In the van on the ride back the three boys that had attended the play were goofing around with the little kids’ books in the back seat. Together they had managed to wiggle into the third row in the back. One book was an apparent Disney Winnie the Pooh knockoff with another child other than Christopher Robin cavorting with Pooh in the illustrations. Secundus took real exception to this. Works like sacrilege and blasphemy floated up toward the front seat. At a point when the parents had stopped talking for half a second we heard this. “Hey on TV these days this imposter would be end up in a shallow grave at the far end of the 100 acre woods. Pooh, Tigger and Eyore would then set out on a trouble laden mission to find the real Christopher Robin.”

Secundus is 12. Dispatching a faux Christopher Robin to a shallow grave while in line with a Showtime storyline seems a tad bit harsh. We will have to talk.

Sunday, October 10, 2010

Pulp Fiction Awakens My Foggy Mind

Over the past week I read a book that I had shelved long ago due to lack of interest. In the mid 1980s and early 1990s I would join and quit the Quality Paper Back Book club on a regular basis. I would pay the three dollars for three books plus shipping and handling, buy one more book and my commitment would be terminated by a note saying “no more”. One of the books I picked up was called Glitz.

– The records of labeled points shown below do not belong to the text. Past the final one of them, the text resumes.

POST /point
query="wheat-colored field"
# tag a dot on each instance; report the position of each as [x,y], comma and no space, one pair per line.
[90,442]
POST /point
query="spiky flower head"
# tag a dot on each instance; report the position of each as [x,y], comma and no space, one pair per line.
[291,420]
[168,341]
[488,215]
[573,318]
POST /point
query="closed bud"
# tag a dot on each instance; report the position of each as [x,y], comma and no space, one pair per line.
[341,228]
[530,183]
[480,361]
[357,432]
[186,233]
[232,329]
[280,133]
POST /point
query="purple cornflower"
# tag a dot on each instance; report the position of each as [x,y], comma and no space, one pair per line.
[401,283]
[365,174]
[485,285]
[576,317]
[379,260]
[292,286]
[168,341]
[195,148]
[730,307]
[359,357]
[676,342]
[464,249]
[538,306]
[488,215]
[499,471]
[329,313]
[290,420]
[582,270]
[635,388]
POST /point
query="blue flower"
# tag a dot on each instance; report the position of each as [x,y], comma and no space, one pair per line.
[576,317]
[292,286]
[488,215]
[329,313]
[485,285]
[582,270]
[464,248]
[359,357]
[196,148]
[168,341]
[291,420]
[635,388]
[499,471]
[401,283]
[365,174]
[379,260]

Glitz was an Elmore Leonard book and Elmore was hot at that time. Having recently seen Get Shorty again I decided maybe I should check out the source material that is something Leonard had written. Put most basically I was in need of mental floss. My mental floss is mindless reading filled with action and unambiguously good and bad characters; maybe some sex or sexual innuendo should be thrown in. Reading mental floss is a great deal like watching a Jason Bourne movie it only takes two or three hours more. Pulp novels move quickly.

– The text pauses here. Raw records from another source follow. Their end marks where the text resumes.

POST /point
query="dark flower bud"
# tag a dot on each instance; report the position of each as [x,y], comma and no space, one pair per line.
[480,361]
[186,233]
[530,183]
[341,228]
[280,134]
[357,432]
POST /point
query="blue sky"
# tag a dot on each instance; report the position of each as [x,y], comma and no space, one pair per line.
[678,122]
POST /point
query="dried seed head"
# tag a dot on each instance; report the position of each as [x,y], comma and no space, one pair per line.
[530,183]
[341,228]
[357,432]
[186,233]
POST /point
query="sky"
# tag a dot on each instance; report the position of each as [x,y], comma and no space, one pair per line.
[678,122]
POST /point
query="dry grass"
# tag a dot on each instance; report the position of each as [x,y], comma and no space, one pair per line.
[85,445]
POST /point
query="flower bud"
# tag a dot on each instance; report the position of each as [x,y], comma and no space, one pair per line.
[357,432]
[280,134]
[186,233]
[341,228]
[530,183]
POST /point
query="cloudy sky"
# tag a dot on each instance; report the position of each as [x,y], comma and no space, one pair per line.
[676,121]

Starting back into the book I realized why I had put it down. Set in Puerto Rico the first chapter makes it seem like the novel will be a Caribbean pot boiler. At the time I got the book I had no interest in such a tale. Miami Vice and its progeny had over-saturated the airwaves with tales of South Florida and the islands. This time because of my desire to just cleanse my brain of reality based thoughts I read on. To my surprise the book rapidly shifted to the stretch of the Jersey coast I know best, that is from Somers Point to Atlantic City. As the setting relocate I felt like I was taking a piece of chocolate out a tin on someone’s desk expecting a Milky Way knock off and finding out I was munching on a dark Ghirardelli chocolate with walnuts inside.

Reading about places like the Black Horse Pike and Shore Memorial Hospital made me chuckle. It was an unexpected trip back to the homeland. I could remember Story Book Gardens was on the Black Horse somewhere and Shore Memorial was where you went when you were banged up down at the beach. In the end I think I spent three evenings with the story, two sitting in my backyard hammock this warm October. It was just what I needed.

The fact that the tale was set in the 1980s reminded me of why I write this blog. A Space True and North exists to capture the stories of the places I have been and the things I have seen. Having read Glitz I am reminded more stories need to be told. I am really going to try and keep this blog current at least for the next few months.